There are a bunch of PostgreSQL configuration parameters that we could try changing to reduce memory usage: https://www.postgresql.org/docs/10/runtime-config-resource.html#RUNTIME-CONFIG-RESOURCE-MEMORY. shared_buffers is a lot but that makes sense given the size of the machine and the guidance of "25% of RAM". temp_buffers and work_mem all seem fine.
Hypothetically, we could PREPARE more statements in the application to cut down on query planning time, but the value is not clear given that we recycle connections so much and since some queries are very dynamic.
I added a panel to Wei's grafana dashboard to show frequency of Kinto database operations and to try to track them against DB memory use: https://earthangel-b40313e5.influxcloud.net/d/l0TKzwHZk/kintowe-by-wezhou?orgId=1&from=now-24h&to=now . No operation seems obviously costly.
Each kintowe web node has 10 connections open to the "storage" backend and 10 more to the "permission" backend (which are physically the same DB although logically separate). Sven wants to try reducing this number. If memory usage is dominated by open connections, reducing this to 9 and 9 might buy us a few percent. However Adrian fought with this once upon a time and there were consequences for the application when we reduced it too much so maybe there's a threshold we can't cross.
We also have a recycle parameter which dictates how long we keep a connection open for before throwing it out and making a new one.

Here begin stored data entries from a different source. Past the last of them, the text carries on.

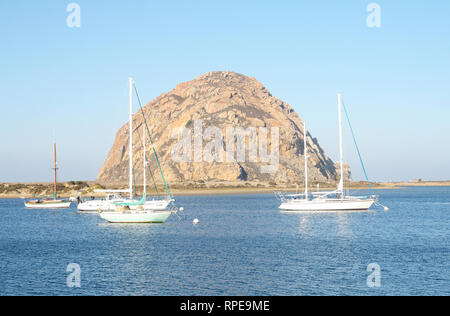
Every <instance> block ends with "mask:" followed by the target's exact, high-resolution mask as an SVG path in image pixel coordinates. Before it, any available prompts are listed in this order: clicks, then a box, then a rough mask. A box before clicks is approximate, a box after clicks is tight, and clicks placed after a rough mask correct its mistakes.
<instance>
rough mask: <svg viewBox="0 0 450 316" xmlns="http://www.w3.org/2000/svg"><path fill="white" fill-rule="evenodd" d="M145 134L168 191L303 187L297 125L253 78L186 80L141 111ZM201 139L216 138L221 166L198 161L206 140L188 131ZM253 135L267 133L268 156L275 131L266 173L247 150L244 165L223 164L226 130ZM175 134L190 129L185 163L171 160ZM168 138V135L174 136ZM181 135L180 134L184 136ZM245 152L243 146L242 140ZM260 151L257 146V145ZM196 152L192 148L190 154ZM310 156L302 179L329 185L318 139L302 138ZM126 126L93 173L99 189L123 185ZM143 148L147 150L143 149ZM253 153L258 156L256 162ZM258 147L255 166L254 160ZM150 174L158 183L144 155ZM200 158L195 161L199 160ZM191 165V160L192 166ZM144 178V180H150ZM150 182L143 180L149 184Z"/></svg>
mask: <svg viewBox="0 0 450 316" xmlns="http://www.w3.org/2000/svg"><path fill="white" fill-rule="evenodd" d="M144 113H145V116H146V120H147V123H148V125H149V129H150V134H151V136H152V138H153V141H154V145H155V148H156V150H157V152H158V155H159V159H160V162H161V166H162V170H163V172H164V175H165V177H166V179H167V181H168V182H169V183H170V184H171V185H178V184H187V183H189V182H214V181H220V182H230V183H231V182H234V183H236V182H239V181H244V182H255V181H260V182H265V183H270V182H275V183H290V184H293V183H302V182H303V175H304V170H303V169H304V156H303V155H304V148H303V139H304V135H303V122H302V120H301V118H300V117H299V115H298V114H297V113H296V112H294V110H293V109H292V107H291V106H290V105H289V104H286V103H285V102H283V101H281V100H279V99H277V98H275V97H274V96H272V94H271V93H270V92H269V91H268V90H267V89H266V88H265V87H264V86H263V85H262V84H261V83H260V82H258V81H257V80H256V79H254V78H250V77H247V76H244V75H241V74H237V73H233V72H210V73H207V74H205V75H203V76H200V77H197V78H195V79H194V80H192V81H189V82H185V83H180V84H179V85H177V86H176V88H175V89H173V90H172V91H170V92H168V93H165V94H162V95H161V96H159V97H158V98H157V99H156V100H154V101H152V102H150V103H148V104H147V105H146V106H145V107H144ZM133 120H134V131H133V133H134V134H133V135H134V141H133V143H134V144H133V146H134V157H133V160H134V163H135V178H136V181H138V183H141V181H142V173H143V170H142V169H143V168H142V162H143V161H142V160H143V158H142V150H143V148H142V135H143V134H142V133H143V128H142V127H143V118H142V115H141V113H140V112H138V113H136V114H135V115H134V117H133ZM200 123H201V129H202V131H203V132H205V130H207V129H208V128H209V127H214V128H215V130H216V131H217V130H220V131H222V134H223V137H224V139H223V145H222V146H221V148H220V149H219V152H217V147H216V152H215V153H213V154H216V157H219V156H220V157H222V161H217V159H216V160H213V161H207V160H205V159H200V160H199V159H198V158H199V156H198V153H194V150H195V148H198V145H200V148H205V147H207V144H208V143H209V141H210V140H208V138H207V137H206V138H204V139H203V140H202V141H201V142H200V144H199V143H198V142H197V144H195V142H194V135H195V130H194V129H195V127H199V126H200V125H199V124H200ZM237 127H238V128H242V129H245V130H248V129H249V128H254V129H255V130H256V132H257V137H259V138H260V139H261V138H263V136H264V137H266V135H262V132H261V129H262V128H265V129H267V130H268V134H267V137H266V138H267V152H270V151H271V149H272V148H271V147H272V146H273V145H276V142H274V140H272V134H271V130H272V129H273V128H278V130H279V146H278V147H279V155H278V156H279V161H277V167H276V168H275V169H274V170H273V172H267V171H264V170H262V168H261V166H263V165H267V164H268V163H267V162H262V161H259V160H257V161H254V160H251V159H250V153H249V151H248V149H246V154H245V161H239V160H236V161H228V160H227V159H226V153H225V151H226V150H227V147H226V142H227V139H226V135H227V128H237ZM180 128H184V130H189V131H190V132H191V133H190V134H187V135H189V136H190V137H192V143H191V146H190V148H189V149H190V150H192V154H191V153H190V154H189V157H191V158H192V159H191V160H189V161H179V160H177V159H174V152H176V150H174V147H175V146H177V144H179V143H180V141H181V137H182V136H181V135H178V136H177V134H176V133H175V132H176V131H179V130H180ZM174 134H175V136H174ZM185 135H186V134H185ZM245 143H246V144H247V145H249V143H250V140H249V138H248V137H246V138H245ZM258 144H259V141H258ZM196 146H197V147H196ZM307 146H308V151H309V175H310V179H311V180H312V181H314V180H315V181H320V182H325V181H326V182H328V181H334V180H335V179H336V166H335V164H334V162H333V161H331V159H329V158H328V157H327V156H326V155H325V152H324V150H323V149H322V148H321V147H320V145H319V143H318V141H317V139H315V138H313V137H312V136H311V135H310V134H308V135H307ZM128 148H129V141H128V124H126V125H124V126H123V127H122V128H121V129H120V130H119V131H118V133H117V135H116V139H115V141H114V145H113V147H112V148H111V150H110V152H109V155H108V157H107V159H106V161H105V163H104V165H103V166H102V167H101V169H100V171H99V173H98V179H97V180H98V181H99V182H100V183H105V184H124V183H127V181H128V162H129V160H128V159H129V157H128ZM147 148H149V146H148V147H147ZM258 153H259V155H258ZM261 154H262V153H261V147H260V146H259V145H258V152H257V155H258V159H260V157H261ZM147 157H148V160H150V168H151V170H152V172H153V174H154V176H155V180H156V181H157V182H158V183H161V177H160V176H159V171H158V167H157V165H156V163H155V158H154V156H153V154H152V153H151V152H150V151H149V152H148V155H147ZM202 157H203V156H202V152H200V158H202ZM196 158H197V159H196ZM149 177H150V176H149ZM149 181H150V180H149Z"/></svg>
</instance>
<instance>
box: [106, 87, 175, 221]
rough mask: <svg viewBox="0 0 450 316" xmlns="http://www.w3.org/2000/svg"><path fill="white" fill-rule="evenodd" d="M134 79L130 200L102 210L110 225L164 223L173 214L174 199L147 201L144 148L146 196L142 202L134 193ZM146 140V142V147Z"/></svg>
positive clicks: (131, 118) (146, 161)
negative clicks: (110, 224)
mask: <svg viewBox="0 0 450 316" xmlns="http://www.w3.org/2000/svg"><path fill="white" fill-rule="evenodd" d="M133 84H134V80H133V78H129V86H130V92H129V106H130V114H129V115H130V122H129V124H130V127H129V130H130V132H129V133H130V135H129V137H130V139H129V142H130V148H129V156H130V159H129V194H130V196H129V199H127V200H124V201H111V202H109V203H108V206H107V210H103V209H100V210H99V212H100V217H101V218H103V219H104V220H106V221H108V222H110V223H164V222H165V221H166V220H167V219H168V218H169V217H170V215H171V214H172V211H169V210H166V208H167V207H168V206H169V204H170V203H171V202H173V199H166V200H151V201H147V195H146V192H147V191H146V184H147V183H146V172H145V168H146V165H147V159H146V153H145V152H146V148H144V196H143V197H142V199H141V200H140V201H136V200H135V199H134V191H133ZM144 135H145V133H144ZM145 143H146V140H144V146H145Z"/></svg>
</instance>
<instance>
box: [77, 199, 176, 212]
mask: <svg viewBox="0 0 450 316" xmlns="http://www.w3.org/2000/svg"><path fill="white" fill-rule="evenodd" d="M129 202H136V201H134V200H125V199H123V200H109V201H108V200H92V201H86V202H83V203H80V204H79V205H78V211H80V212H98V211H99V210H101V211H105V212H108V211H114V210H115V209H116V205H115V204H113V203H129ZM169 204H170V200H152V201H147V202H145V204H144V205H143V206H142V207H143V208H144V210H153V211H164V210H165V209H167V207H168V206H169ZM130 208H131V209H132V210H136V209H137V208H138V206H136V205H134V206H130Z"/></svg>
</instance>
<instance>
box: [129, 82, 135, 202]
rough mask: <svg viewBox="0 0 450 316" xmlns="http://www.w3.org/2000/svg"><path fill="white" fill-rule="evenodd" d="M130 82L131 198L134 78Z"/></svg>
mask: <svg viewBox="0 0 450 316" xmlns="http://www.w3.org/2000/svg"><path fill="white" fill-rule="evenodd" d="M128 81H129V84H130V91H129V101H130V199H132V198H133V197H134V194H133V78H131V77H130V78H129V79H128Z"/></svg>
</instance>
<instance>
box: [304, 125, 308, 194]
mask: <svg viewBox="0 0 450 316" xmlns="http://www.w3.org/2000/svg"><path fill="white" fill-rule="evenodd" d="M303 128H304V137H303V141H304V148H305V150H304V153H305V200H308V147H307V143H306V135H307V134H308V132H307V130H306V122H305V121H303Z"/></svg>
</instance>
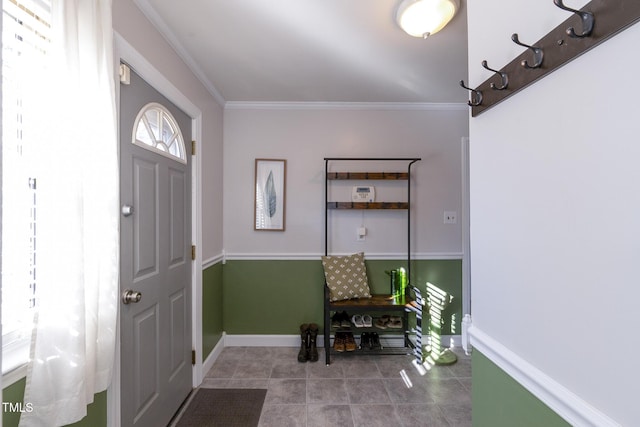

Currently it's set to 900 seconds (i.e. 15 minutes). If connections accumulate memory, lowering this number could help too. These settings (and many others) can be found in https://github.com/mozilla-services/cloudops-infra/blob/master/projects/webextstoragesync/k8s/charts/webextstoragesync/conf/kinto.ini
I have been tasked with putting together a small patch to land in Firefox which will reduce the frequency of syncing for the webextensions storage. This would translate into less load which would hopefully reduce CPU and memory usage.

:wezhou

Comment 2

•

5 years ago

Another thing may be worth noting is that we have 20 uwsgi workers per pod. If it turns out we don't need that many, maybe we can reduce that number too.